Two members of the Ninth U.S. Circuit Court of Appeals, in ruling for Mr. Bajakajian, found that the $357,144 was not the “instrumentality” of the crime. “The crime is the withholding of information, not the possession or the transportation of the money,” the judges found. Yesterday, a majority of the Supreme Court agreed.
What is perhaps most interesting is not the uncommon presence of Justice Thomas among the court’s liberals but the approach he brought to the task before him. Bajakajian fell not on the civil side of forfeiture law, where so much of the mischief today takes place, but on the criminal side. In criminal‐forfeiture cases, the government cannot simply seize property on a mere probable cause—showing that it may have been “involved” in a crime. Rather, the government must find the owner guilty of a crime before his property can be forfeited. That means that forfeiture is a form of “punishment,” so that the Excessive Fines Clause comes to the fore, at least in principle.
But Bajakajian was the first case in the court’s history striking down a fine as “excessive” under the Eighth Amendment.
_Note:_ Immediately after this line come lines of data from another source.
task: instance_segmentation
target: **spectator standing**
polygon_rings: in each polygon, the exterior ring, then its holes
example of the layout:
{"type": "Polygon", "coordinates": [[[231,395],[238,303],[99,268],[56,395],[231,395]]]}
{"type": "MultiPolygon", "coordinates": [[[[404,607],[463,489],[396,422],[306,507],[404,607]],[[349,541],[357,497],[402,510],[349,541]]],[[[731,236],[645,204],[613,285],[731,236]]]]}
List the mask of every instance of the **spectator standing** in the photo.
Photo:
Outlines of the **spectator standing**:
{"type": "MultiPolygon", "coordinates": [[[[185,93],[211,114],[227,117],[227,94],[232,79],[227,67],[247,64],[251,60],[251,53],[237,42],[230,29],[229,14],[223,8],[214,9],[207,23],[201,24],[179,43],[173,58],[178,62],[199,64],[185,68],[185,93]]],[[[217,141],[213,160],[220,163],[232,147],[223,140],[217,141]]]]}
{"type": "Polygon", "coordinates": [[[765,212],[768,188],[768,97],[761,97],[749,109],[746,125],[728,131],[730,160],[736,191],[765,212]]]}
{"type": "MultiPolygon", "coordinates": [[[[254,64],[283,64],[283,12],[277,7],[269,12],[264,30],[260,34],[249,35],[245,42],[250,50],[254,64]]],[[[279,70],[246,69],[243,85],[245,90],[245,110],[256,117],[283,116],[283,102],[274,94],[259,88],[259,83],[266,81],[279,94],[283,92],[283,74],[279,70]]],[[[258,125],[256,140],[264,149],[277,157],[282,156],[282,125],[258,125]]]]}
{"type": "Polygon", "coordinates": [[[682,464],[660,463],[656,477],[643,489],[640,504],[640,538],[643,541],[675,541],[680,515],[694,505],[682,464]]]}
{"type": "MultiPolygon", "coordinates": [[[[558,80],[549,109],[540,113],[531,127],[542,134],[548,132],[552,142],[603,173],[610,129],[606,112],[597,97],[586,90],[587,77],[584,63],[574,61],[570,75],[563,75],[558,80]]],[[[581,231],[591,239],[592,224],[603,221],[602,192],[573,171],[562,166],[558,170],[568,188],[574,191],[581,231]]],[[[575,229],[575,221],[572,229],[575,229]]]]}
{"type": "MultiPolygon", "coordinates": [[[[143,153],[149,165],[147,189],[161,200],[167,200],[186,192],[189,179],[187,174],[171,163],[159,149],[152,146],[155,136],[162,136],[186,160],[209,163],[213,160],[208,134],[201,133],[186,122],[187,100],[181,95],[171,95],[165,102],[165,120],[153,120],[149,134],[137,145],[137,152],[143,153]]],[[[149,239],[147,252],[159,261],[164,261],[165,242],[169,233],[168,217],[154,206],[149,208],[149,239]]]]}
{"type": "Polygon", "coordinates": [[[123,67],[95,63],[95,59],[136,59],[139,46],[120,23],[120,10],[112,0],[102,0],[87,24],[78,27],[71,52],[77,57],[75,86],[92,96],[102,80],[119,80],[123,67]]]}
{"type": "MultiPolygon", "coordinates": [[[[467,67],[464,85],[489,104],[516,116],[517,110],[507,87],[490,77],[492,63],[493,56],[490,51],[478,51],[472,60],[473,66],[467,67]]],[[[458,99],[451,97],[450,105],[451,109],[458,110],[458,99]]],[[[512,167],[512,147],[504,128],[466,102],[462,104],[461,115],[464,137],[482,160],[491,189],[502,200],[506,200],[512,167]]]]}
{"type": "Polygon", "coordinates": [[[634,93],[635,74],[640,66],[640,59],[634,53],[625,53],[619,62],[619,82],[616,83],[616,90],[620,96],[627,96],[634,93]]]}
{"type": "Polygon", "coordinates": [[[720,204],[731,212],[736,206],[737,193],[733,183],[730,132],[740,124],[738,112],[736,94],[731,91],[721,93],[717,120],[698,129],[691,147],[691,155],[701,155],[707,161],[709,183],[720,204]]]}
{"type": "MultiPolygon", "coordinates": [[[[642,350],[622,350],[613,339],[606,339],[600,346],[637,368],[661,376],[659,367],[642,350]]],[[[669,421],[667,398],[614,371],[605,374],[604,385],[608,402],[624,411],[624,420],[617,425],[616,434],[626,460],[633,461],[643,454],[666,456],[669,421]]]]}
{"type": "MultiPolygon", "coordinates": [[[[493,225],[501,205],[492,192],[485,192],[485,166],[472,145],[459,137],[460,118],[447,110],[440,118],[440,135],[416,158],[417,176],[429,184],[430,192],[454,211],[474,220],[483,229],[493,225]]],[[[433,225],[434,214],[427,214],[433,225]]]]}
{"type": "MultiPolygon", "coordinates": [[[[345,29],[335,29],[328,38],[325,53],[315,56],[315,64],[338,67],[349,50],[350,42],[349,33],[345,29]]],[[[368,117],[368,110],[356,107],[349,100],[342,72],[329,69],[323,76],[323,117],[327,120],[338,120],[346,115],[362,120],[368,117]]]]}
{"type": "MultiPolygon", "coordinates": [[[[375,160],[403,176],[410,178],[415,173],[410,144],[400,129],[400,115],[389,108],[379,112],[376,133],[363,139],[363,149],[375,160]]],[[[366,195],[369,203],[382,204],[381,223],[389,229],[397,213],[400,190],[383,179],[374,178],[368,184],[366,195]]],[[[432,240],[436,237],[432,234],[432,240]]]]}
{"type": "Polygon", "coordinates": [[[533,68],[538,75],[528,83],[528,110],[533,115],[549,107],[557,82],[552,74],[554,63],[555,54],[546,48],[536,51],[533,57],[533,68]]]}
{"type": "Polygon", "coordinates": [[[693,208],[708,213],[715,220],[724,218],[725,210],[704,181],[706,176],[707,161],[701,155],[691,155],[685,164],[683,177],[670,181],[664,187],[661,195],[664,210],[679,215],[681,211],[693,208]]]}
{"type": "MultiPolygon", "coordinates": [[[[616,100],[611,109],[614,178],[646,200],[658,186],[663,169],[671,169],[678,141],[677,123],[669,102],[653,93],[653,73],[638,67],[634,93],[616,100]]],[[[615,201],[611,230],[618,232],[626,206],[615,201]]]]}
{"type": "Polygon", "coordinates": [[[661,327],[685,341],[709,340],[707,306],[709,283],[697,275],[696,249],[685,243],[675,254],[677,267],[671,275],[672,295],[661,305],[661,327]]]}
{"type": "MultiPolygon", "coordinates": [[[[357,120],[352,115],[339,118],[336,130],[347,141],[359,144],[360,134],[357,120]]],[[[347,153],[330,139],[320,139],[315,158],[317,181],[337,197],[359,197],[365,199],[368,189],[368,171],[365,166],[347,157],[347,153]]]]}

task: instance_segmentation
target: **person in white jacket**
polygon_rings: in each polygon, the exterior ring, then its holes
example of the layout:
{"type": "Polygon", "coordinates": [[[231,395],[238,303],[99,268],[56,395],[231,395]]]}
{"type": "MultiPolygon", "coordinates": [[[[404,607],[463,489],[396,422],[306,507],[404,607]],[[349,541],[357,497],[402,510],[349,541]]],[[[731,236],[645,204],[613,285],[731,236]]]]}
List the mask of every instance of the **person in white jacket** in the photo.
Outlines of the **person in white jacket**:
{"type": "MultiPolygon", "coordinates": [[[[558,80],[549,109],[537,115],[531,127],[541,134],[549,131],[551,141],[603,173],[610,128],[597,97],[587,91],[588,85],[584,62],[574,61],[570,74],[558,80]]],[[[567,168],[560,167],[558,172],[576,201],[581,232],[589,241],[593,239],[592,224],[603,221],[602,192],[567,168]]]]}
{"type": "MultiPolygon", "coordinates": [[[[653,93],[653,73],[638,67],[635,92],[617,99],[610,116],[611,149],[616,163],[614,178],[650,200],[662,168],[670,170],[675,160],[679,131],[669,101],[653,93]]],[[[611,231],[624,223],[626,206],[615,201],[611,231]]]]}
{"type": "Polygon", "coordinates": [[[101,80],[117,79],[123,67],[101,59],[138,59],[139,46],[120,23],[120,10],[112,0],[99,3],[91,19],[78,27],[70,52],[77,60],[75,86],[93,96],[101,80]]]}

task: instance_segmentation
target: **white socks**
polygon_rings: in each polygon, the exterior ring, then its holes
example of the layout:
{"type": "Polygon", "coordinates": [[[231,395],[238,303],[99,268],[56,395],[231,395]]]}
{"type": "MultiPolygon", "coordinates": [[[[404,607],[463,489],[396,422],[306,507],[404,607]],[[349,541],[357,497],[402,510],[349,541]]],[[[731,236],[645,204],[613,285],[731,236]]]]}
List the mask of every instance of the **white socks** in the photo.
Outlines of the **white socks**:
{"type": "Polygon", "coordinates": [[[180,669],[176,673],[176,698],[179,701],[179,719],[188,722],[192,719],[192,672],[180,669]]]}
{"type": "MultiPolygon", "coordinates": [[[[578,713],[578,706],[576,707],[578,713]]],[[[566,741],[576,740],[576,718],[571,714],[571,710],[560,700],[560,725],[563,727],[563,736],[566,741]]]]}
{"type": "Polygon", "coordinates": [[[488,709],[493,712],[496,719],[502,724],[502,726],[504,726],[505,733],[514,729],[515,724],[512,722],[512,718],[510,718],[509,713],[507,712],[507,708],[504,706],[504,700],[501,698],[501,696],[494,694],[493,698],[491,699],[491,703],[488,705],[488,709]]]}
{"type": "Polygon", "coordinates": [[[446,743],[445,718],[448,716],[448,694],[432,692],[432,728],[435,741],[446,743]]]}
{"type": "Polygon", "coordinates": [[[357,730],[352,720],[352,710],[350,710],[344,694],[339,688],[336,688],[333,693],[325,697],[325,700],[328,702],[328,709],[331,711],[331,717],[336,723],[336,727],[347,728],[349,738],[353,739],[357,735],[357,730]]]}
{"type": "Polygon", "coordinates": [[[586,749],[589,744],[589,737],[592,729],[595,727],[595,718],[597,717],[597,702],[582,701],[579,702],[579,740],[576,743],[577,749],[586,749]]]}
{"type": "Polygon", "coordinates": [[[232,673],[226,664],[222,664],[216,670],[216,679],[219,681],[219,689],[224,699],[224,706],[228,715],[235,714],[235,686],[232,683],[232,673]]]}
Finding no text or history precisely on point, Justice Thomas drew from the Cruel and Unusual Punishments side of the Eighth Amendment to conclude, by analogy, that “a punitive forfeiture violates the Excessive Fines Clause if it is grossly disproportional to the gravity of the defendant’s offense.”
But why does the judiciary, rather than the legislature, get to make that call? The legislature does make the call about appropriate punishments, Justice Thomas says. Moreover, “any judicial determination regarding the gravity of a particular criminal offense will be inherently imprecise,” he adds. But that doesn’t mean that the court’s deference must be total. When the fine or punishment is “grossly disproportionate,” the court must step in.
Judicial activism? No. But neither is it judicial restraint of a kind that ignores the plain language of the Constitution. Yet Justice Anthony Kennedy, writing yesterday for the four conservative dissenters, was perplexed, to put it charitably. Repeatedly likening Mr. Bajakajian’s failure to declare the amount of currency he was taking out of the country — his only crime — to “smuggling,” Justice Kennedy went on to address the difficulty of proving money laundering — as if that were at issue here. The government “was unable to adduce affirmative proof of another crime in this particular case,” Justice Kennedy noted, adding that “because of the problems of individual proof, Congress found it necessary to enact a blanket punishment.” Thus, whatever the amount—$300,000 or $3 million — it is all subject to forfeiture.
The reasoning here is, well, chilling. Rather than look at the Constitution, we look at the government’s problems of proof. The government could not prove that Mr. Bajakajian had not done more than fail to fill out a form — but he might have. Given that, Justice Kennedy claims, Congress is entitled to make the punishment as large as may be necessary to deter such possible crimes — no matter how many people get hurt along the way. That is deference with a passion — a passion for crime‐fighting. It is the passion that has given us the forfeiture law we have today. At the founding, fortunately, that passion was checked by a greater passion — the love of liberty and the fear of overweening government. It is a good sign that Justice Thomas has returned us to the first principles of the matter.